After reporting excellent earnings and revenue numbers for the second quarter, Goldman Sachs (GS) is taking forward the management reshuffle that started earlier this year. The Wall Street giant, which recently roped in banking veteran David Solomon to head its operations, has identified senior executive Jim Esposito as co-head of trading, following the recent departure of two top officials from the division.
According to sources close to the matter, Esposito was picked by the long-term executive and CEO-in-waiting David Solomon, who will be taking the reins of the New York-based bank by year-end. Esposito will be working with Ashok Varadhan who is currently heading the securities division.
Esposito was named co-head of trading, following the recent departure of two top officials from the division
One of the priorities of Solomon is to revitalize the equity unit and make it the most profitable among peers in the industry – a status it enjoyed until the recent downturn. Statistics show that revenues from the trading segment shrank by two-thirds over the past ten years.

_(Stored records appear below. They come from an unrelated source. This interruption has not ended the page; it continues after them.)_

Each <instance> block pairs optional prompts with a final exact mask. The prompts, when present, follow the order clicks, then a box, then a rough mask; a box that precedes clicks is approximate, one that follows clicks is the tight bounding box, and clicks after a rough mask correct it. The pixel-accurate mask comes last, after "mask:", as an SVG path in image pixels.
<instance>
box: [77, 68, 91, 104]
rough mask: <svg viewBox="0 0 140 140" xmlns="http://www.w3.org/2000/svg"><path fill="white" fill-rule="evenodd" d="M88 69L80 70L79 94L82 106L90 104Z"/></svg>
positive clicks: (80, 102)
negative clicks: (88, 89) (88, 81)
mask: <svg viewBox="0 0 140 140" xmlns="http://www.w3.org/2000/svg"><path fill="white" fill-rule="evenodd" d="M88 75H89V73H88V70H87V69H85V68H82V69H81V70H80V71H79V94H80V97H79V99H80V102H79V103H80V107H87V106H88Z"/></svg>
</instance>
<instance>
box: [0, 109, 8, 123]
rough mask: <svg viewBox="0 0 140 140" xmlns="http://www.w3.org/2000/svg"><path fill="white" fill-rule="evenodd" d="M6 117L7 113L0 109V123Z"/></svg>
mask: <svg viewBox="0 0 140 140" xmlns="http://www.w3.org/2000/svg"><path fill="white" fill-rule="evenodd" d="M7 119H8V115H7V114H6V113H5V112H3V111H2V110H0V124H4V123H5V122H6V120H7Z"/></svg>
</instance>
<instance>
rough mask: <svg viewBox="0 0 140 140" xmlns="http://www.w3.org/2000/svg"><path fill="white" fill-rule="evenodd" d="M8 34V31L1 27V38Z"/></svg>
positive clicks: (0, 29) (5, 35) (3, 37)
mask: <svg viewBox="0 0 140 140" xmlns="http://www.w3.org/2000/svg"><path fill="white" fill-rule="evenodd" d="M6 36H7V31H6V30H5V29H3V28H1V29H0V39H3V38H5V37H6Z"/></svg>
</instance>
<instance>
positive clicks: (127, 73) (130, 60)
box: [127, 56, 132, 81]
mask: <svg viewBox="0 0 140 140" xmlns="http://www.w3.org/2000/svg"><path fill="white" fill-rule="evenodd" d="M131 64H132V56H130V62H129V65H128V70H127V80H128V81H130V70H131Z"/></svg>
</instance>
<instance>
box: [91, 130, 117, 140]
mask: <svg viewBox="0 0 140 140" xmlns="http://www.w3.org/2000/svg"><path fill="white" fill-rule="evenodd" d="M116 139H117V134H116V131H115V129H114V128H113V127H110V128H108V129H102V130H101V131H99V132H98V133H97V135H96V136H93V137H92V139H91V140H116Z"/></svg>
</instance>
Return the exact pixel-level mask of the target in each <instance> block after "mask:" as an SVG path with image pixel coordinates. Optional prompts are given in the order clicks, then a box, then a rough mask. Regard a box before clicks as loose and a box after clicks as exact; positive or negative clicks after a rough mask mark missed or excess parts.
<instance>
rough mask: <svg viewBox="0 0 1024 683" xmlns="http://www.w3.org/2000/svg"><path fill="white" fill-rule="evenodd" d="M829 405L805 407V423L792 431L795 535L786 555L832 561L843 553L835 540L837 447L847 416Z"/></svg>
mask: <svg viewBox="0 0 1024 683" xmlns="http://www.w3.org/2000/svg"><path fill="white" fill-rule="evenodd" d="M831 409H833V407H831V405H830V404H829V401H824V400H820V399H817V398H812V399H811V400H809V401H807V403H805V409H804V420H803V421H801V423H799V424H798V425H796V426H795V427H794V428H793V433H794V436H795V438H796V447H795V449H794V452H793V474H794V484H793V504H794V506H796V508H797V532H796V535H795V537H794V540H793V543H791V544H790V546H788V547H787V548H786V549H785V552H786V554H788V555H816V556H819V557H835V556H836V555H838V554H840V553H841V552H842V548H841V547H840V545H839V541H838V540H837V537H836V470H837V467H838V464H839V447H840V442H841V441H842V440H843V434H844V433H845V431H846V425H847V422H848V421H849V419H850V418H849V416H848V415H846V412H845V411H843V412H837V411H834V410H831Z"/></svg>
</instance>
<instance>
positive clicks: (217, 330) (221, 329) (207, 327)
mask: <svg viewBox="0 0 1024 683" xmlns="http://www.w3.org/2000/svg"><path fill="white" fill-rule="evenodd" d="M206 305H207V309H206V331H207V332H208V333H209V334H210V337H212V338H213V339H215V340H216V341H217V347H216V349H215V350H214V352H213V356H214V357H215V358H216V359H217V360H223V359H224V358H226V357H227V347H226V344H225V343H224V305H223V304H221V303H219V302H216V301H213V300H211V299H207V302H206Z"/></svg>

It is expected that the management will make an official announcement regarding Esposito’s appointment this week, ending months of uncertainty over the future of the key business division. Operations of the securities division have been hit hard by the recent executive resignations, which came at a time when it has been going through one of the worst phases in history.
The securities division, which contributed to the above-consensus top-line growth in the most recent quarter, has witnessed several executive changes after its dismal performance last year. The sustained slump in trading, typically a highly profitable segment, dented Goldman’s prospects and it started losing market share to rivals Bank of America Corp. (BAC), JPMorgan Chase & Co. (JPM) and Citigroup Inc. (C).
Esposito, who is currently serving as the co-chief operating officer at Goldman’s fixed-income division, will be occupying one of the two positions left vacant by Pablo Salame and Isabelle Ealet in June. He started his career with Goldman more than two decades ago as an equity salesman.
Goldman shares lost more than 8% since the beginning of the year. The stock, which rose to an all-time high in March, gained slightly in the pre-market trading Monday.